On transition, the reality has always been that nothing will be on offer except a prolongation of the status quo. Mrs May acknowledged this in Florence, when she said that business should not have to adjust twice to a post-Brexit world. This week she conceded that the European Court of Justice would continue to play a role during this period, which she again said would last “around two years”. Although she was more ambiguous about remaining in the single market and customs union, in practice Britain will have to stay in both.

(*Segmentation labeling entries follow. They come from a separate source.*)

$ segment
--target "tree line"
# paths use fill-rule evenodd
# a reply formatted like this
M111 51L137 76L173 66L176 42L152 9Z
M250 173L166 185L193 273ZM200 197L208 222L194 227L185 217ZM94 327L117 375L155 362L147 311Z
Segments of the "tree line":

That prospect causes jitters among Brexiteers, who worry that a lengthy transition will amount to continuing membership without voting rights. Mujtaba Rahman of the Eurasia Group, a consultancy, notes that the past six months have seen the slow but steady acceptance by Tory Brexiteers of a softening of Mrs May’s position on transition, on the basis that a year or two of delay is a price worth paying for the ultimate prize. But that logic may cease to work if transition is prolonged and doubts grow about the final destination.
This has led to the revival of an old favourite among hardliners: a no-deal Brexit. Mrs May’s Florence speech dropped her earlier mantra that no deal was better than a bad deal, but her weakening position has forced her to wheel it out again. This week she talked of the need to plan for the worst outcome. Two new government white papers, on customs and future trade policy, discuss the possibility of a contingency scenario with no agreement. On October 11th Mr Hammond said the Treasury was not yet ready to spend money on such plans, but he also warned of the risk of a “bad-tempered” breakdown of talks.

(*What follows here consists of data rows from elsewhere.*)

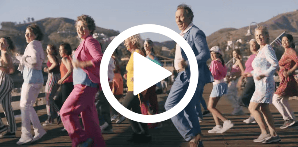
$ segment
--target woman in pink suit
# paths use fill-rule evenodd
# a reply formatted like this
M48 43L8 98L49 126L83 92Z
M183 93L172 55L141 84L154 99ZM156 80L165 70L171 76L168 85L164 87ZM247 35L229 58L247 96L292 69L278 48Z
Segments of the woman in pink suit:
M92 37L96 27L93 19L82 15L77 17L75 26L82 43L73 55L74 90L60 110L61 119L73 147L105 147L94 104L103 53L99 43Z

Some Brexiteers who fear the referendum will be betrayed (a fear amplified when Mrs May this week refused to say she would back Brexit in a referendum held today) want a walkout. Even those who recognise the disruption it might cause favour a no-deal threat, in the belief that it strengthens Mrs May in Brussels. Many reckon Mr Cameron failed to win a better deal in his renegotiation of Britain’s membership terms in early 2016 largely because he was not prepared to walk away.

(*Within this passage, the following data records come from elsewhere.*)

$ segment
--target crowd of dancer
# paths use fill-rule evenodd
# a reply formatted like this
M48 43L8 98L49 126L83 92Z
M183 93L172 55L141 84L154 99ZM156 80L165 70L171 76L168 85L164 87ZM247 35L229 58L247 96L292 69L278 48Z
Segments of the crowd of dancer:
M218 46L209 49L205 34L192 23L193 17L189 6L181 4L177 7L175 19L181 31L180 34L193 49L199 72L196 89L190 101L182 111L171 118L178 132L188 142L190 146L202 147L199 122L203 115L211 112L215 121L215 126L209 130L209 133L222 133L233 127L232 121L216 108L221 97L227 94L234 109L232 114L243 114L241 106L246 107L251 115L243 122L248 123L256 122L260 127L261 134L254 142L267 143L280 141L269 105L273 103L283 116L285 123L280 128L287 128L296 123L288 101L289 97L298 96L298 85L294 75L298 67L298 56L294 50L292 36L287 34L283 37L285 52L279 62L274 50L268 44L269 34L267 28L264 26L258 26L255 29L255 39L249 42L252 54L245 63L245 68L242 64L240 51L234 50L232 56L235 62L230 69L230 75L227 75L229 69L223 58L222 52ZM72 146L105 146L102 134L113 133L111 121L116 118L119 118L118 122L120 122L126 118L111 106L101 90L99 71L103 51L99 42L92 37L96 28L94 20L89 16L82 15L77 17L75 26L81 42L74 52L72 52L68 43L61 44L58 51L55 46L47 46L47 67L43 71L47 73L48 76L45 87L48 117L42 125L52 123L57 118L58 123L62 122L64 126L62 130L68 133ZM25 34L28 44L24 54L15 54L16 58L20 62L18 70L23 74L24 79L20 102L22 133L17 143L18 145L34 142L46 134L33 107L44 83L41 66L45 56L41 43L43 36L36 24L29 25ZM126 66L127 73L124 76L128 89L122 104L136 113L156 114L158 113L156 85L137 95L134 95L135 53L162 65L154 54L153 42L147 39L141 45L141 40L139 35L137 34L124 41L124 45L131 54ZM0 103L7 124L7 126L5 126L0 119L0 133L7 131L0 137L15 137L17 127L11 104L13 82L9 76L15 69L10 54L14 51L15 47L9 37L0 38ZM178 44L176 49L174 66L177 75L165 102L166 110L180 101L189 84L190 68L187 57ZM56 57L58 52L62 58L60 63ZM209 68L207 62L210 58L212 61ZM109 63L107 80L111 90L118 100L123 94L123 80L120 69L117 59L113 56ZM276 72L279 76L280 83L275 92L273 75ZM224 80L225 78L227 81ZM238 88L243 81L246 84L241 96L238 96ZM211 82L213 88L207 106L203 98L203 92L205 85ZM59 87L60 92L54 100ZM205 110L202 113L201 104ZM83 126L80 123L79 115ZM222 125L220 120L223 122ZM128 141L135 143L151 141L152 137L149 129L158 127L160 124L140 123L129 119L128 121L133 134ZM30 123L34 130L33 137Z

Yet there are two problems with reviving “no deal” talk. The first is the huge potential damage. The risks of airlines ceasing to fly, lorries backing up outside ports and hospitals losing access to radioactive materials may be exaggerated, but they are real even so. A no-deal exit would damage the EU, too, but a lot less. This leads to the second problem, which is that other EU countries do not believe Britain’s threats to walk out. They see British banks and other businesses already talking of leaving the country, and they doubt there is a parliamentary majority in favour of no deal.
They may well be right. But the danger they overlook is that, even if a Brexit with no deal is unlikely to happen deliberately, it could do so by accident. The clock is ticking and negotiating positions are entrenched. The rational outcome of the Brexit negotiations ought to be a mutually beneficial deal that gets as close as possible to keeping frictionless free trade. But negotiations between an implacably legalistic EU and a politically weakened Mrs May might not always be rational.